Miopia Espiritual



Miopia Espiritual

Eu também já tive uma visão tacanha de Jesus. Sofria de miopia espiritual. Mas faz muitos anos. Na ocasião eu era seminarista, membro de uma das grandes igrejas de Belo Horizonte. O pastor me chamou e pôs diante de mim um grande desafio.

“Jorge, temos no bairro Floramar um salão com capacidade para mais ou menos umas trezentas pessoas, mas a congregação conta apenas com quatro membros. Você tem um mês para tentar levar o trabalho adiante. Se não der resultado, vamos passar o ponto para a Assembléia de Deus”.

Resolvi encarar o desfio.
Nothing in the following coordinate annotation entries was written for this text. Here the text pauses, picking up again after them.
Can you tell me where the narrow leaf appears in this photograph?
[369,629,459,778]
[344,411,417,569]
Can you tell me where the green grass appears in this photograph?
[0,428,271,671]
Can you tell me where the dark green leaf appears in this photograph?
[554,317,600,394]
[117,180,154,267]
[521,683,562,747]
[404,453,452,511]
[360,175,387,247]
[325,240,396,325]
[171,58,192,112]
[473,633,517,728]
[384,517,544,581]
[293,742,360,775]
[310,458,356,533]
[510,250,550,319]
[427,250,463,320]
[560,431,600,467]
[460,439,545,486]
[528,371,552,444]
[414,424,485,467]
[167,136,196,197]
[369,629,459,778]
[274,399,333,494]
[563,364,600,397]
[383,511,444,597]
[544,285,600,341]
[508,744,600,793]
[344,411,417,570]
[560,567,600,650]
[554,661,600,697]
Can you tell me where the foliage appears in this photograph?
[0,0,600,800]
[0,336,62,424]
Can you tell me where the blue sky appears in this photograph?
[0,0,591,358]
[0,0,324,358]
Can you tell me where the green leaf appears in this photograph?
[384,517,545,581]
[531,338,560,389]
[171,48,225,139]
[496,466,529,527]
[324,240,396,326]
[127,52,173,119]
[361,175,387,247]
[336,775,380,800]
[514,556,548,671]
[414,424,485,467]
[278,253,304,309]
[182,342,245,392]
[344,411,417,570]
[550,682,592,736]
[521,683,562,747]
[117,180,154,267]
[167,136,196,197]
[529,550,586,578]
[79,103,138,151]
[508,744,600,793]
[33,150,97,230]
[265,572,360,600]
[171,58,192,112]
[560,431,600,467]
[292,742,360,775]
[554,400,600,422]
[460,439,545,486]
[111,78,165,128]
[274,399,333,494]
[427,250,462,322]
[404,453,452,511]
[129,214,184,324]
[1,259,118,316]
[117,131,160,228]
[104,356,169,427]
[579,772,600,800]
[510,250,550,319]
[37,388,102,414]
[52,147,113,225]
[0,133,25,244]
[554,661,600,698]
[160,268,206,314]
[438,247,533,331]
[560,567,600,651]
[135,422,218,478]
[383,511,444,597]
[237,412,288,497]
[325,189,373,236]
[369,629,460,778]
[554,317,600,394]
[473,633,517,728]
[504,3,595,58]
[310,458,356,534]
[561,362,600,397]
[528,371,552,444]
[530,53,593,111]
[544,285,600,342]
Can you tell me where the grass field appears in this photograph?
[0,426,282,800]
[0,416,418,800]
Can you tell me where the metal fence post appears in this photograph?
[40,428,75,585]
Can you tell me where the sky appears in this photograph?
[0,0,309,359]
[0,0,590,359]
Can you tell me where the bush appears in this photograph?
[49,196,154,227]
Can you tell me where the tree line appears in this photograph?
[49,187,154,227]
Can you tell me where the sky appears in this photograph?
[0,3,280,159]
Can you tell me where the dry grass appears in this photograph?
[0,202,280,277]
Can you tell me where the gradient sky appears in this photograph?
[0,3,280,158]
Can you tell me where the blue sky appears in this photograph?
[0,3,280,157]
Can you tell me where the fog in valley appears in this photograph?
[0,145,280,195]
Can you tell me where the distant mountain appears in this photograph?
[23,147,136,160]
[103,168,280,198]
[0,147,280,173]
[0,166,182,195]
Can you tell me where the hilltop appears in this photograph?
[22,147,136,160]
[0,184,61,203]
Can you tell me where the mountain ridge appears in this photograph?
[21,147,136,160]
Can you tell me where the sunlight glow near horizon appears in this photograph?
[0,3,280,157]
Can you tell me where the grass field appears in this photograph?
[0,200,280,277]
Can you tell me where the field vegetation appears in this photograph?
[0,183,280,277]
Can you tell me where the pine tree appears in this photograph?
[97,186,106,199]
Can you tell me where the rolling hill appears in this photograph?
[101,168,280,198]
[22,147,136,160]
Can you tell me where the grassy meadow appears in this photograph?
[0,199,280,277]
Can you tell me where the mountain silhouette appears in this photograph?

No primeiro dia evangelizei a tarde toda, de casa em casa, convidando as pessoas para a reunião à noite.

À hora do culto lá estava eu todo elegante: calça com vinco bem forte; paletó xadrez, que mais parecia um tabuleiro de dama; gravata “língua de vaca” com nó “cabeça de boi”.
Coloquei os presentes para se colocarem de pé para a leitura do texto bíblico. Quando comecei a ler, uma mulher que estava assentada lá atrás, uma das pessoas que eu havia convidado, veio correndo entre os bancos até a plataforma. Inclinei-me para atendê-la, supondo que desejasse conversar comigo.
- O quê a senhor deseja?
Mas ela não disse palavra. Olhou para mim, retirou da jarra uma das rosas que colocamos ali de enfeite, e começou a comê-la.
- Pare de comer essas rosas, falei.
-Não paro, respondeu com voz sufocada.
(Na ocasião eu era conselheiro dos jovens. Quando alguém se convertia, levávamos a pessoa para uma saleta ao lado para dar-lhe algumas orientações básicas. Se porventura, o diabo se manifestasse, chamávamos o pastor para libertar a pessoa.)
E eu fiquei ali, vendo-a mastigar as rosas, temeroso, sem saber o que fazer.
“Meu Deus”, clamei interiormente, “logo na primeira noite, acontece uma coisa dessas. Que eu faço agora?”
Para minha surpresa, ela não se contentou só com a flor, e começou a mastigar também o caule cheio de espinhos. E sua boca começou a sangrar.
- Não faça isso. A senhora está-se machucando, insisti.
- Faço.
Eu quase disse a ela: pode levar todas, mas vá se sentar lá no último banco. Melhor ainda seria a senhora ir lá pra fora.
(mas tratava-se de uma batalha espiritual. Era o inimigo tentando destruir meu ministério antes mesmo de eu iniciá-lo.)
“Meu Deus, me socorre!” clamei outra vez.
A primeira visitante agindo daquela forma estranha. Os quatro membros curiosos para ver como se sairia o novo pastor. E eu ali, pasmo.
“Jesus, o que o Senhor vai fazer agora? Não tenho a mínima idéia de como agir”, orei.
Insisti com a mulher, mas, ao invés de me atender, ela correu pelo corredor até a saída, bateu-se contra a parede, e voltou. Pegou outra flor e comeu. Foi e voltou várias vezes.
-Você não quer comer essas rosas lá fora?
-Não. É aqui que eu quero comer.
Naquele momento foi como se tivesse me dado um “clic”, um minuto de lucidez, só entre mim e Deus. Temeroso, com os joelhos trêmulos, desci da plataforma e caminhei na sua direção.
- Em nome de Jesus, pare de correr e de comer essas flores, ordenei. Espírito maligno, sai dessa mulher, sai agora.
No mesmo instante ela caiu, e ficou ali prostrada.
Aproximei-me e disse:
- Acorda.
Ela se levantou meio atônita. Ajudei-a a se assentar e não tirei os olhos dela.
Fiquei deslumbrado. Até então não tinha consciência do poder de Jesus. Descobri que aqueles chavões que eu acostumava declarar continham uma força que eu desconhecia. Plavra que eu repetia sem convicção. Foi então quando me concientizei da visão tacanha que tinha de Jesus. Reconheci que pregava sem a convicção plena do poder da Palavra. Enautecia uma fé que eu mesmo não experimentava. Vi que o poder do nome de Jesus não operava só na vida dos outros, mas através da minha. Até então minha fé se apoiava no Jesus dos outros.
É esse o seu caso? Pede oração a todo mundo: pai, mãe, pastor, mas você mesmo não tem uma experiência com o poder operante de Jesus? Leva uma vida espiritual como que de muleta, apoiando na fé dos outros? Parece mais um pé de tomate?, todo escorado, amarrado a estacas para não cair, do contrário se esparrama todo pelo chão?
Você precisa ter uma visão de Jesus como ele é.